В общем-то, я был самонадеян; была какая-то вымотанная готовность на все, но была и самодовольная улыбка от удачных слов; многое выговорил  из своего.

У меня постоянно ощущение собственной слабости и телесной,  и духовной; меня постоянно тянет уйти и забиться.

Мир и люди  кажутся ужасными своей бездушностью и мелочностью - они ни на что духовное не способны. Ужасен  машинный мир, которому они  закладывают душу.

Я знаю, что я мог бы сказать новое  слово  - и, наверное, были другие, которые могли - но дело в том, что система душит не своих, а люди не ищут никакой истины, истина для них – система, а все, что  не с ней,  ломается и убивается.

Мне остается быть в себе и терпеть боль, которая убивает все неистинное; боль живой души – это настоящая молитва к Богу. Людям все это ни к чему, они на службе у смерти, кормятся смертью.
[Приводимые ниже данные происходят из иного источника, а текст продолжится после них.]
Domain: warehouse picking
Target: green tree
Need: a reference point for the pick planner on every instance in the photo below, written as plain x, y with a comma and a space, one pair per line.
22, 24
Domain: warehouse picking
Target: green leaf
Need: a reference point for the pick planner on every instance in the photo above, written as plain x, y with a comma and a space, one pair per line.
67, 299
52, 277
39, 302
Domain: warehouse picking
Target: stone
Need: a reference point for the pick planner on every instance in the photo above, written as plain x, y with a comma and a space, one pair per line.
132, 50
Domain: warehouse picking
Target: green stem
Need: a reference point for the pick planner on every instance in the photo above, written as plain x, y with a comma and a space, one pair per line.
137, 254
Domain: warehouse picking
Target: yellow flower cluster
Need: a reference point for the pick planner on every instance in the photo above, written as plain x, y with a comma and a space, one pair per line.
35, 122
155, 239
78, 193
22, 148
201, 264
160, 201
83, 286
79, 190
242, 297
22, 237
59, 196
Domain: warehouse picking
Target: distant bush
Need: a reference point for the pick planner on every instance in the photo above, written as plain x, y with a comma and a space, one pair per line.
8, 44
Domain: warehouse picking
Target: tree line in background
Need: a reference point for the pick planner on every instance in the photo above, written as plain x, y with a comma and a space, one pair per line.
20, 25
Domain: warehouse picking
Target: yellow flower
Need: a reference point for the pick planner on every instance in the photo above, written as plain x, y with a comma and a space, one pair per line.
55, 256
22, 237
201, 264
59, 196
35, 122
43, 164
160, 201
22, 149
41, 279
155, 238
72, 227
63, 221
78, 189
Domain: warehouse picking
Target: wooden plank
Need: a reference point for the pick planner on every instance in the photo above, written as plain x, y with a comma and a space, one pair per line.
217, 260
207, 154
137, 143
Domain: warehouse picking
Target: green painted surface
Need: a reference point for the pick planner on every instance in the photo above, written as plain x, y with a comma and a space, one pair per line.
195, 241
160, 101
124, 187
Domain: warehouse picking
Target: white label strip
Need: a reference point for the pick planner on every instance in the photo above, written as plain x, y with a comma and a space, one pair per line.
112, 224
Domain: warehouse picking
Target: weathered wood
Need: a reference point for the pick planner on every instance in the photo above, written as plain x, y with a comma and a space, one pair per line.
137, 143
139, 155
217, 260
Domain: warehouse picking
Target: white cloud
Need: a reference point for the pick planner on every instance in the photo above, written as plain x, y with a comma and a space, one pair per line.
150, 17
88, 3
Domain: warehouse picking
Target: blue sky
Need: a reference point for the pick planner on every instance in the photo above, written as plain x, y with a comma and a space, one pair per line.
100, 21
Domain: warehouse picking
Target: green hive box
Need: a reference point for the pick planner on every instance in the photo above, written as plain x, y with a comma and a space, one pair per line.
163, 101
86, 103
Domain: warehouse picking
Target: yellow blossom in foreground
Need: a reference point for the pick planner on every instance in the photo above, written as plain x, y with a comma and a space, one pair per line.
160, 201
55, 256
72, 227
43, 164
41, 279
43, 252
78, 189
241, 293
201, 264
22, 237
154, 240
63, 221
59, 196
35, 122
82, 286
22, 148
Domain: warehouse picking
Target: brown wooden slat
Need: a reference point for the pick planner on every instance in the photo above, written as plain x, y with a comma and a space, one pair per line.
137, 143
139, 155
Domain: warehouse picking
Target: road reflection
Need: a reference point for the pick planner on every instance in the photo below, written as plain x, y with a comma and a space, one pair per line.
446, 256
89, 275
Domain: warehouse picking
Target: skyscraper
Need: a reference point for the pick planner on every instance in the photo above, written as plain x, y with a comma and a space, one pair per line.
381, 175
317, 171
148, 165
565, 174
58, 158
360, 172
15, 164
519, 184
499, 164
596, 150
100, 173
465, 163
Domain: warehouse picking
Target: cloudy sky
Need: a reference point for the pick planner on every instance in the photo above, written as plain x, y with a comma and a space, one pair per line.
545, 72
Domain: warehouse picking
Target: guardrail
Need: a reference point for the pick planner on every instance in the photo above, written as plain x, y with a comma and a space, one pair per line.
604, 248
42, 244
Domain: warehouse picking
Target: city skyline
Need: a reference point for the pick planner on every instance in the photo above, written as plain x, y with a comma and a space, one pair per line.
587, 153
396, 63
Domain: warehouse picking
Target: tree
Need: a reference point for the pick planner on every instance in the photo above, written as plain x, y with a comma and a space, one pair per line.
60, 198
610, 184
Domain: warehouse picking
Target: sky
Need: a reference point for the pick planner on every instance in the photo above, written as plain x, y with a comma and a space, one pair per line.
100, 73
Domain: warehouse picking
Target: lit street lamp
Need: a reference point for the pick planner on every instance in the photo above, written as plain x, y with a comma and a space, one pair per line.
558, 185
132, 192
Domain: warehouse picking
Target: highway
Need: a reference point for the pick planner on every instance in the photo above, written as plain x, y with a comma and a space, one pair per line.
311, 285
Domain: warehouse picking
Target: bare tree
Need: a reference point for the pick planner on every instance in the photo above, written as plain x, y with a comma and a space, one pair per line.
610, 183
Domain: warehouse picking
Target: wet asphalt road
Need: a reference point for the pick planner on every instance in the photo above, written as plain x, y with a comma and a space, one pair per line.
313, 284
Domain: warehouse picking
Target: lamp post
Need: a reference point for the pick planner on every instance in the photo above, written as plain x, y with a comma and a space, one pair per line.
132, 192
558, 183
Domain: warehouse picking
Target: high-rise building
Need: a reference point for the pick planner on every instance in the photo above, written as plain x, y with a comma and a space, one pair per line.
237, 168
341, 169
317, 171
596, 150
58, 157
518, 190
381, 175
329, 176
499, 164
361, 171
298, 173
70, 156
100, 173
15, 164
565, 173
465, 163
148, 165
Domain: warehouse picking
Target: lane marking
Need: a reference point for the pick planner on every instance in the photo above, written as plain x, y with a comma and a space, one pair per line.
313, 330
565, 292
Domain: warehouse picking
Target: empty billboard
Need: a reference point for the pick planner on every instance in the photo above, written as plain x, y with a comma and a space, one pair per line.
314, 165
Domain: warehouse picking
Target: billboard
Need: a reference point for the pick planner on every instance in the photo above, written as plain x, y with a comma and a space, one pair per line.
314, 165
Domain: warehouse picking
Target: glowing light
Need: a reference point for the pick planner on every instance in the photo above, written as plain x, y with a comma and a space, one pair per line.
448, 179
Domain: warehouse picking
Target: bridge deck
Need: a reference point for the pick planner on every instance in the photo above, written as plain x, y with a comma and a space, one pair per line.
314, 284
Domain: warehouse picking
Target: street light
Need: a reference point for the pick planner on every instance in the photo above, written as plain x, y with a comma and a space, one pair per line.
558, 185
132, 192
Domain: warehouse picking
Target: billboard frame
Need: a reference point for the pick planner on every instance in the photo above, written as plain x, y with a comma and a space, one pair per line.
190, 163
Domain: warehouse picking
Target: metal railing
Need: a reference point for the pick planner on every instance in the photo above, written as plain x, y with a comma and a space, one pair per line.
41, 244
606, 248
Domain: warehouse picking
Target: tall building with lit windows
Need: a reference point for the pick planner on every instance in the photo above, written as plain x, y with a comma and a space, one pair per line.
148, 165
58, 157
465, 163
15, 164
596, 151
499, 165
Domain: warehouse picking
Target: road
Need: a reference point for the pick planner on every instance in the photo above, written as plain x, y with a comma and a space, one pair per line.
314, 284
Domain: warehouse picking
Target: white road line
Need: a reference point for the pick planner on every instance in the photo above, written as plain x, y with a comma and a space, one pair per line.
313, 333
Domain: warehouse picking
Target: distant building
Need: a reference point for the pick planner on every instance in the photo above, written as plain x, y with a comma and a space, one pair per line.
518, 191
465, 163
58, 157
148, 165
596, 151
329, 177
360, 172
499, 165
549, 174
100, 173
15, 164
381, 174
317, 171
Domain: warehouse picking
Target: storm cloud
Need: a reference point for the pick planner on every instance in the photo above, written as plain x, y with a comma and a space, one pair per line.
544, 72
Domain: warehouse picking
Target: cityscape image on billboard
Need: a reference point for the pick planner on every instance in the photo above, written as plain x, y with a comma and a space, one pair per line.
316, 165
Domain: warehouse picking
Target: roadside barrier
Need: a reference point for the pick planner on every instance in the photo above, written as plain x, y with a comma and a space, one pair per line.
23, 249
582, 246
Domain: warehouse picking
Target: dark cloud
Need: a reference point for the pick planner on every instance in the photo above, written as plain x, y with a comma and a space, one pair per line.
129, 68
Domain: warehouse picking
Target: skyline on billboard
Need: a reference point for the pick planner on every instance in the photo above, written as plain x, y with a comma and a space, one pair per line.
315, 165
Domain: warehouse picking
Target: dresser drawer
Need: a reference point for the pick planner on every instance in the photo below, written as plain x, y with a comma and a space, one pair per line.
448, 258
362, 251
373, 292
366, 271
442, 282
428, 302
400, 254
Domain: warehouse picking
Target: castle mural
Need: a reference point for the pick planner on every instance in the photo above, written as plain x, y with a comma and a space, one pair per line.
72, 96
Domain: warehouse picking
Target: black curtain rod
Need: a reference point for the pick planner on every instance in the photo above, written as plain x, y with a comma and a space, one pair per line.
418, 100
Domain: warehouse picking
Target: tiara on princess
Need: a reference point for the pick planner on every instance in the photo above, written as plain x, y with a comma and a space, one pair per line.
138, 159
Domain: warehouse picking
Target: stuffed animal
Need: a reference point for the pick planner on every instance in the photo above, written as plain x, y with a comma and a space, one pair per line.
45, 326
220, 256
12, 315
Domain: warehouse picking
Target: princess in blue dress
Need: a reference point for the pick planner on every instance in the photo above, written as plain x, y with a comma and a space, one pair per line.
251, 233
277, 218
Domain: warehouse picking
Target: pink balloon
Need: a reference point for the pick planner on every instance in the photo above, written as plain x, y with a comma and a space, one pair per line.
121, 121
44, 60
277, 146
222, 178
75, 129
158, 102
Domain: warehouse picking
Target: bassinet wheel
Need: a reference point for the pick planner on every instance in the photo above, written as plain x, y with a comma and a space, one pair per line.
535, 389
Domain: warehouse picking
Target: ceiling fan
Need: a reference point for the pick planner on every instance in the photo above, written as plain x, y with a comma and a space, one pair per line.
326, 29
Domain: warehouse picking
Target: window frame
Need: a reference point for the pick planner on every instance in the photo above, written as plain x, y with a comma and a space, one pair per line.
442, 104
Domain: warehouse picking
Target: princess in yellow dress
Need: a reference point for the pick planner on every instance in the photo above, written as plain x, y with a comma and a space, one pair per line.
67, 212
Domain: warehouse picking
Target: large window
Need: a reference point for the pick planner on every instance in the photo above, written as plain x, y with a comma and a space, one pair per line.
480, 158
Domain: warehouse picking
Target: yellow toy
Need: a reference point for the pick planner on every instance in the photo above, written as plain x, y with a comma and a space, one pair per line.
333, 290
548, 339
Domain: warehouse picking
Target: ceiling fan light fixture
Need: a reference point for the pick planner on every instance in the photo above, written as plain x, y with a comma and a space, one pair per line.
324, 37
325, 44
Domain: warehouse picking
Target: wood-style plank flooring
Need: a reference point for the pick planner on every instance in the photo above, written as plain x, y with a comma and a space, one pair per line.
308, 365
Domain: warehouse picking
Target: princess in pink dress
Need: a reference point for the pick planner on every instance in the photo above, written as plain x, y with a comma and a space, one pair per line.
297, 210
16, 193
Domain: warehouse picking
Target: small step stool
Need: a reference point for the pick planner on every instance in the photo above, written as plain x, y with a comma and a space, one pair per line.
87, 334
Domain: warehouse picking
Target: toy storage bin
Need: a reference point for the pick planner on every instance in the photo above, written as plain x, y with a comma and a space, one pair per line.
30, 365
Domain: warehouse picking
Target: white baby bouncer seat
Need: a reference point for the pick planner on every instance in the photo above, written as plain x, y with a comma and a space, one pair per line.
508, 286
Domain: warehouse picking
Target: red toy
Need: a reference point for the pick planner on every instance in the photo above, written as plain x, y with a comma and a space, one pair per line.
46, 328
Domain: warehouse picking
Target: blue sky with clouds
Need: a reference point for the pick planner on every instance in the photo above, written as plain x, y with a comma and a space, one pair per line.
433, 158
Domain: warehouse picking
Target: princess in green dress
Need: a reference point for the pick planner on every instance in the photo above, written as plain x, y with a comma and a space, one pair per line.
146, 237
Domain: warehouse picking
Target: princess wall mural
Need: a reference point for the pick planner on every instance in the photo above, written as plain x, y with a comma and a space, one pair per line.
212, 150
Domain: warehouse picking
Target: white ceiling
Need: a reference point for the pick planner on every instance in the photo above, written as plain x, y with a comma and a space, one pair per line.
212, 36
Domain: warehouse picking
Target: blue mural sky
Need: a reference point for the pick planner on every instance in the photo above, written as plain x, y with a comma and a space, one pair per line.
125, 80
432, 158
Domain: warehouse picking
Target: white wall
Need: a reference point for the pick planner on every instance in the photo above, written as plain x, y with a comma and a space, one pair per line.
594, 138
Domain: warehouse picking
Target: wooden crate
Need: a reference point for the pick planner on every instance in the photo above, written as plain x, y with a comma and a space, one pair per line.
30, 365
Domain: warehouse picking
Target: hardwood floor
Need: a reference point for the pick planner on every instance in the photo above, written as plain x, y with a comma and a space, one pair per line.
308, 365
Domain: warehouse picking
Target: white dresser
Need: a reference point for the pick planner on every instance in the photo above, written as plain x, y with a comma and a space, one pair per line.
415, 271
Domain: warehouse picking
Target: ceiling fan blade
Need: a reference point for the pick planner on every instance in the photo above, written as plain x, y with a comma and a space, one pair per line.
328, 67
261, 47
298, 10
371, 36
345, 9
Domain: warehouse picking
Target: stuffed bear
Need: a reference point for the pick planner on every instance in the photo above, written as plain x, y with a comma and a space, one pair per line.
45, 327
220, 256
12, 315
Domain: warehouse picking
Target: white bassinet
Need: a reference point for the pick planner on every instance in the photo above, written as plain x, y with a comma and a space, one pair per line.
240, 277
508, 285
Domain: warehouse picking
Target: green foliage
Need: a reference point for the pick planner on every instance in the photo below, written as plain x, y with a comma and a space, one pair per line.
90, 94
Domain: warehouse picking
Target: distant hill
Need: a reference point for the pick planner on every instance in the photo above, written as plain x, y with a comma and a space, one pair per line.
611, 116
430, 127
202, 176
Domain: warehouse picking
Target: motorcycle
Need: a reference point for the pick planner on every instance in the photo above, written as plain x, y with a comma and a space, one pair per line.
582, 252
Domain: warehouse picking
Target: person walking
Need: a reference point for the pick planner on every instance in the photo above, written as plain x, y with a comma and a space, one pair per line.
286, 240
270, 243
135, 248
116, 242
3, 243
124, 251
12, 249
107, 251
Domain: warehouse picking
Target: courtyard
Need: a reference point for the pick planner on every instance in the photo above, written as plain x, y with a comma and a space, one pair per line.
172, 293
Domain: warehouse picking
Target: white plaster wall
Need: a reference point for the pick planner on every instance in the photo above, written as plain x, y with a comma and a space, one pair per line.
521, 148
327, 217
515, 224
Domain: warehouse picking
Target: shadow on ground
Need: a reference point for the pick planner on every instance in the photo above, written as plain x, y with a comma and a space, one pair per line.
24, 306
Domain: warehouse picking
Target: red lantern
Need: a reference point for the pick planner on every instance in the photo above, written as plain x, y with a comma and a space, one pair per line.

Боль обесценила все, чем живут люди; кажется, что все душнее, все чернее в мире; эти машинные, железные клешни – что против них человек? Никто не понимает: вопрос «устал?», «плохое настроение?» - максимум сочувствия. Всегда работает оправдание: «а что ты мне хорошего сделал, чтоб я тебе сочувствовал, ты не заслужил его, ты сам никогда никому не поможешь. И ты сам виноват».

Дни идут, повторяются: вот я снова встаю, вот снова ем и  иду на занятия, вот снова пишу непонятно что и иду обратно и от какой-то обиды мне снова хочется плакать.

 Вот вроде бы прочитана книга, но на деле от корешка до корешка пролистана небрежным движеньем - не стоило и читать, все в ней  наперед известно.

Холод смерти – и живым умирать трудно; видишь – ты в гробу - и с ужасом смотришь на самого себя, кричишь; гроб –  упаковка; и сколько уже вбито гвоздей; подземное царство много обширней; мертвецы слышат смех и топот, рычанье железных чудищ тут, наверху.

Мириады снежинок летят к земле, и некоторые хотят полетать, посмотреть мир, и заглядывают в окна, но невидимая сила ни одну  не отпустит, ни одной не позволит подняться, всех увлечет вниз, на землю, на кладбище снега.

Мне остается плач Давида.

Все кричат: «не уйдешь», «куда ты денешься». Никто не сочувствует, даже пугают и громко ужасаются  сами.

А я слаб и часто дрянной равнодушием, опусканием рук, малодушием; во мне нет силы - и все против меня? Что спасет меня? Кто поможет мне?